Recent scholarship suggests that Sheikh Chilli of Thanesar may have been a teacher in the madrassa there. In the Mughal Empire, madrassas were a place of study for the Islamic clergy or ulema preparing for civil or judicial service. Building madrassas next to the tomb of the founder or scholar who taught there was an established practice in India at the time, as it was elsewhere. Parihar's research has focused on the courtyard and rooms that form the madrassa next to Sheikh Chilli's Tomb.

Safvi writes that it is plausible that the madrassa at Thanesar was established by Dara Shikoh to promote the Qadriya order, because the Chishti order was so dominant there.

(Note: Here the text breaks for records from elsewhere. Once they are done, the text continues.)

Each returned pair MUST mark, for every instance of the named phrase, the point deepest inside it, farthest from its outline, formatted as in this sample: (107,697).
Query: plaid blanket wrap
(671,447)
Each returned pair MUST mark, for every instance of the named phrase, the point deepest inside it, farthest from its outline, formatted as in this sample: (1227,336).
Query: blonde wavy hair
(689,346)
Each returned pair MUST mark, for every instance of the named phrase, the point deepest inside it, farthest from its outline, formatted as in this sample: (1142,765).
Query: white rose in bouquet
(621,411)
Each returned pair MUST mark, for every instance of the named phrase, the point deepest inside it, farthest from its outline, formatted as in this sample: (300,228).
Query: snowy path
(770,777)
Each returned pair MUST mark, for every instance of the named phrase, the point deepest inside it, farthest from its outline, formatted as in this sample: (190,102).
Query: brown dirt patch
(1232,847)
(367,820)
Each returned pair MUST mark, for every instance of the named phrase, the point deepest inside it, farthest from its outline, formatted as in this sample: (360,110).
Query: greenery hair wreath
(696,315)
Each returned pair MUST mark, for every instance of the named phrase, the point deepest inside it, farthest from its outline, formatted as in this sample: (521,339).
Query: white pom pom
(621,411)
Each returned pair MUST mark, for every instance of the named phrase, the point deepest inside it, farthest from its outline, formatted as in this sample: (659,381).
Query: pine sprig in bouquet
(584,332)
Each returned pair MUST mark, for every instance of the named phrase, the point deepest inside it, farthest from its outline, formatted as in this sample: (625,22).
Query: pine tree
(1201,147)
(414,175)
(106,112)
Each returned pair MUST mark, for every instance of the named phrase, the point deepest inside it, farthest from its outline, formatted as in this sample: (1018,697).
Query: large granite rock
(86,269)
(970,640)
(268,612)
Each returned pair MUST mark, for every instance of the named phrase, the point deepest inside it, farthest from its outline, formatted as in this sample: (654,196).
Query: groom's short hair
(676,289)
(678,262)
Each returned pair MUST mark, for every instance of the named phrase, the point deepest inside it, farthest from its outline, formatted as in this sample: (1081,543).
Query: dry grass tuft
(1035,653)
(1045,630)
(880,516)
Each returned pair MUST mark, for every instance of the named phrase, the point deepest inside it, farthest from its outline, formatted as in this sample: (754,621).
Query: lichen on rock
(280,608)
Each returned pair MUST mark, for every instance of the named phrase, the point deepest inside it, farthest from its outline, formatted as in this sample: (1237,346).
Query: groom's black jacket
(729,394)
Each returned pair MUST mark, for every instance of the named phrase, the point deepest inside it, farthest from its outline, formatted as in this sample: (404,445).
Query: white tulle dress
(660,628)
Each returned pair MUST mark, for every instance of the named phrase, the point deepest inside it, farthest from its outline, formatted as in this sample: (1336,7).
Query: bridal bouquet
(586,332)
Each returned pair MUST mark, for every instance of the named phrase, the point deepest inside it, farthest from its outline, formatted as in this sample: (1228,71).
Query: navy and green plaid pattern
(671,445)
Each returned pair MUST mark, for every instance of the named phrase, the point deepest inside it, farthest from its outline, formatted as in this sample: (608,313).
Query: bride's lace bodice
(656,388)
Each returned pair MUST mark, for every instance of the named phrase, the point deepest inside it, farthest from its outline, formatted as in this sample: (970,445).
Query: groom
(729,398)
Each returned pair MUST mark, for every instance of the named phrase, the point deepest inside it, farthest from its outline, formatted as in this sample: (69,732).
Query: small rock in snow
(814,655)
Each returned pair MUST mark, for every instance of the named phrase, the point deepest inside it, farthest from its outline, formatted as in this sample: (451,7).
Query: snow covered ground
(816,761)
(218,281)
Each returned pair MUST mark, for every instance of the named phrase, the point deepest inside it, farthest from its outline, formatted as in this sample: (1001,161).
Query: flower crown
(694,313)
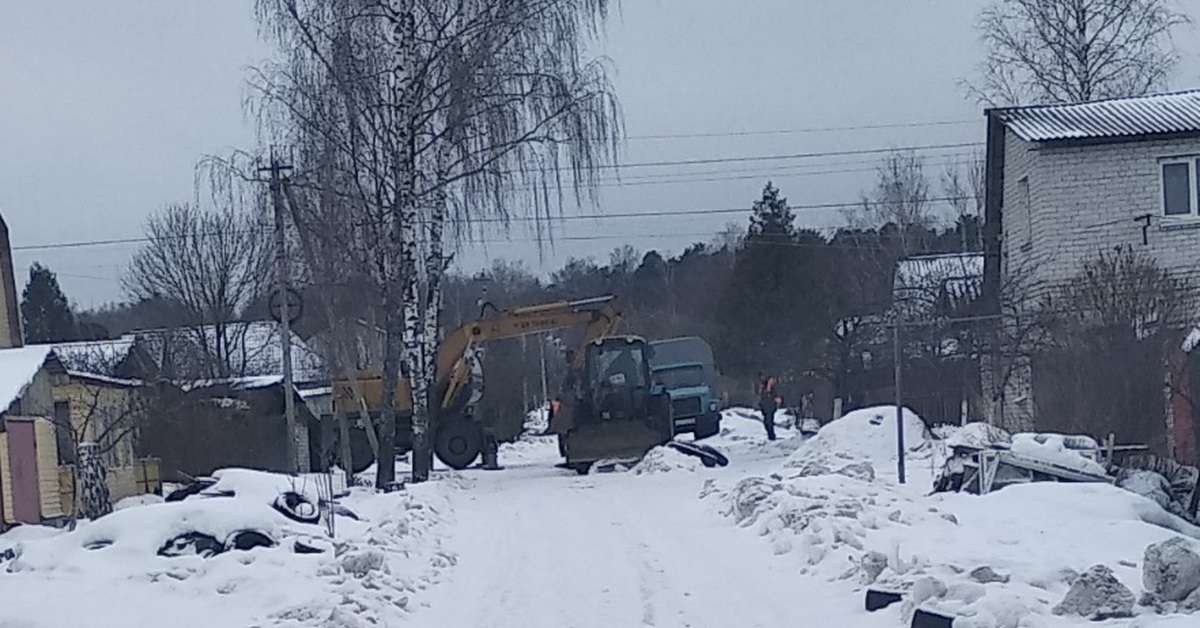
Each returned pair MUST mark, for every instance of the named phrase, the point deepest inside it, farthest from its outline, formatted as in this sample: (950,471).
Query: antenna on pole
(283,311)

== Personal life and legacy ==
Sheikh Chilli of Thanesar was likely married. A second tomb next to the main tomb of Sheikh Chilli is often identified as his wife's. Made of red sandstone, it has a marble dome and carvings of a floral design. However, Parihar writes that there actually are two graves within the main tomb of Sheikh Chilli, one of which likely belongs to his wife, and that the second tomb is probably for another scholar and his wife.

As of 1883, the madrassa next to the tomb was the was still in use as a school for Muslim and Hindu children learning Punjabi and Persian. As of 2019, Sheikh Chilli's Tomb remains one of the monuments managed by the Archaeological Survey of India.